Generating terrain for a video game is almost always done by hand, by artists, over a long period of time, sometimes even going to the lengths of placing each blade of grass that the player will see.  This visual design and implementation of large scale AAA video games is the vast majority of their development budgets, spanning tens of millions of dollars that we obviously don’t have.

So we don’t do it that way.  We can’t compete with it.  Instead, we (like many other indie game companies) cut corners by making the game world generate itself procedurally, writing algorithms for the placement of trees, grass, rocks, rivers, mountains, glowing ruins and evil monoliths.  Seriously, we have an algorithm for evil monoliths.

The Gray Man can be found among the giant horsetails on only the blackest nights when even the moon itself hides itself away from What Which Walks.
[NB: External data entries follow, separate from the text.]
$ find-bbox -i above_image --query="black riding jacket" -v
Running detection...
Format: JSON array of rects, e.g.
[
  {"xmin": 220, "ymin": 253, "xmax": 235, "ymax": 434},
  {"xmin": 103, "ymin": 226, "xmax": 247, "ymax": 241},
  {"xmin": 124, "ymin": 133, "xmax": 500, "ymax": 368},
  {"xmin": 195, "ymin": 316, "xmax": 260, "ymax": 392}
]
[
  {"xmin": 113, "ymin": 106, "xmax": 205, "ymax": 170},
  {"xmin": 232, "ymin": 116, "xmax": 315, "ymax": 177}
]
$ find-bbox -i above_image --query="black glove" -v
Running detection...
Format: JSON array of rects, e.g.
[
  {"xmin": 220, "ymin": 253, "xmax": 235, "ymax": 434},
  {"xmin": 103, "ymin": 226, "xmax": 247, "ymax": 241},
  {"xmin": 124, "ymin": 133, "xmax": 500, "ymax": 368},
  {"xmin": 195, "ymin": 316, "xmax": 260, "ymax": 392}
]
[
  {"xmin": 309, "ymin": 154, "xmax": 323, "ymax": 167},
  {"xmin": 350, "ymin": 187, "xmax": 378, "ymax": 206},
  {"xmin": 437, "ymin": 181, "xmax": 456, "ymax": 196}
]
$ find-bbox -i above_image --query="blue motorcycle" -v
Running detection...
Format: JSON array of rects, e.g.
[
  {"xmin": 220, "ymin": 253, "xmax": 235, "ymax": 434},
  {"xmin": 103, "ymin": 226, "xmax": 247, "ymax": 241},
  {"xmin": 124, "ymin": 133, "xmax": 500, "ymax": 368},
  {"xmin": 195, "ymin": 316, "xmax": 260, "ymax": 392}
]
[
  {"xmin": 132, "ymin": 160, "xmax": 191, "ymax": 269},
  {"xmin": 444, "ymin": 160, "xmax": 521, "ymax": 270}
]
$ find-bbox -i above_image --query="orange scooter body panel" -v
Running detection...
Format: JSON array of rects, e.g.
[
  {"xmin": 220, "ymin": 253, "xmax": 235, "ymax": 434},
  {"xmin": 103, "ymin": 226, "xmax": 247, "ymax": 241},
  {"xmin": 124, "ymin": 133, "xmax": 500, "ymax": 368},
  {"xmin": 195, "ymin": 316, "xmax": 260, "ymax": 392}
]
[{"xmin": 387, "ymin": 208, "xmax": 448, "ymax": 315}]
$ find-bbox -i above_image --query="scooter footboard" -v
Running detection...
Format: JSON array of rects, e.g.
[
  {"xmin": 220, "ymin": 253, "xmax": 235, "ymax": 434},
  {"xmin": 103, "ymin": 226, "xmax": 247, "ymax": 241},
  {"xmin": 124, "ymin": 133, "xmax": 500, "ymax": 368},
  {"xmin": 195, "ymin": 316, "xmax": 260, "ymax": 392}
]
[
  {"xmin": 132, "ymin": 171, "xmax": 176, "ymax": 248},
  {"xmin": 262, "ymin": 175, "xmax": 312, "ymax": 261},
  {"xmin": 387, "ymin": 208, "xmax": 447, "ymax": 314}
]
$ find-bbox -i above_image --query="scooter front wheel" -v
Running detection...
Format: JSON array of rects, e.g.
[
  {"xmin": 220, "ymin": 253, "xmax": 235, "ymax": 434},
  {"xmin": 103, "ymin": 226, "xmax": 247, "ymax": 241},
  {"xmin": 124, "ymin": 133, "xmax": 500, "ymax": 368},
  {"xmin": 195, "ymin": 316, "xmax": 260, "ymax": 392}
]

No, this is something far more sinister than a quick asset scale test render in Maya.

David and I have been arguing since the last post on game terrain about the “binning” of our biomes into the 9 categories.  His argument being that it’s an unnecessarily simplistic system for such a potentially rich environment.  My argument was, of course, that at some point the simulation is growing so intricate that we’re spending time where we shouldn’t be, and that we’d be far better off improving the game-play than the terrain, but if we’re doing things right, the game-play will be pretty heavily influenced by the terrain, so a certain amount of this makes sense.